During the 1990s, manufacturing grew at twice the pace of GDP growth, with the labor-intensive sector accounting for 30 percent of GDP, a rate that has since dropped to well below 25 percent.

"We need to improve the manufacturing sector," Industry Minister Airlangga Hartato said when opening the Indonesia Chamber of Commerce and Industry's (Kadin) national coordination meeting in Jakarta on Tuesday.

In doing so, the government has drafted the National Industry Development Masterplan (RIPIN), which aims to even out industrial growth nationwide, not only in Java, by providing tax incentives and improving infrastructure outside the main island by 2019. Today, 70 percent of the manufacturing sector is concentrated on Java Island.

Under RIPIN, four manufacturing sectors are being prioritized: labor-intensive (food and beverages, furniture and footwear), import substitution (chemicals and pharmaceuticals, iron and steel), export orientation (electronics, palm oil and derivatives, pulp and paper, automotive) and downstream (cacao, sugar, smelter). Oil and gas products like petrochemicals are also prioritized.
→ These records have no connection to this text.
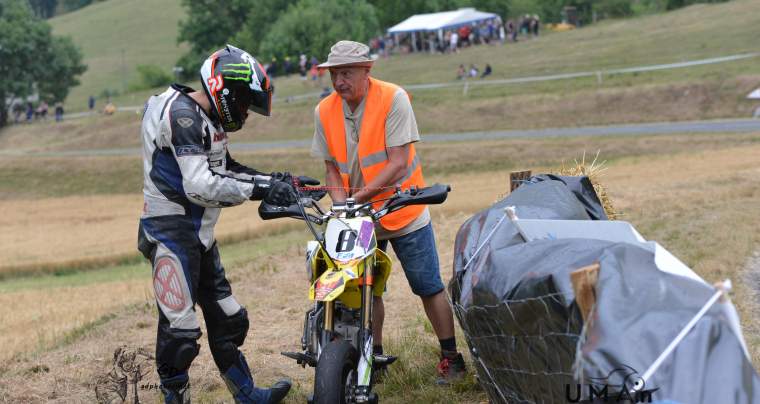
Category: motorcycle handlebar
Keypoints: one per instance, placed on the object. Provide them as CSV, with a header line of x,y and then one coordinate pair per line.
x,y
433,195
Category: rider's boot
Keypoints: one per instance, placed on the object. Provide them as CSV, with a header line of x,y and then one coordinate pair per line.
x,y
240,383
176,389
"Since 1998, we've had no newcomer in the petrochemical sector – not because there's no demand anymore, but it's being met by imports from China," Airlangga said. The government is planning to develop a petrochemical industry in Bintuni in West Papua.

Kadin vice chairman for industry Johnny Darmawan said businesspeople were discouraged from investing by the lack of infrastructure outside Java. "The government needs to act fast in disbursing funds to develop infrastructure once the budget is set," he said on the sidelines of the meeting.

High gas, electricity and logistics costs, as well as lengthy dwell times – the time taken for goods to be loaded and unloaded at ports – are also cited as impediments to growth in the manufacturing sector, industry players have said.

Unwillingness by local companies to use local products and government policy flip-flop are two others, said Kadin vice chairman for trade Benny Soetrisno and Indonesian Palm Oil Producers Association (Gapki) secretary general Togar Sitanggang.

Airlangga maintained that ASEAN economies, especially Indonesia as the largest, hoped to provide stable growth to the world amid China's lackluster economic performance, with the manufacturing sector poised to expand to fill the gap left by the slowdown in the commodities sector.

The government is also considering the establishment of a development bank to finance manufacturers with long-term projects, boost the participation of small and medium enterprises (SMEs) in production, as well as marketing value-added products and developing the digital economy to expedite business transactions.

In 2015, non-oil and gas manufacturing grew 4.61 percent. Machinery, equipment and transportation led the growth, while the biggest contributors to the sector remained food and beverages, chemicals, pharmaceuticals and traditional medicines. On the other hand, textiles, garments, rubber and plastics all suffered contractions.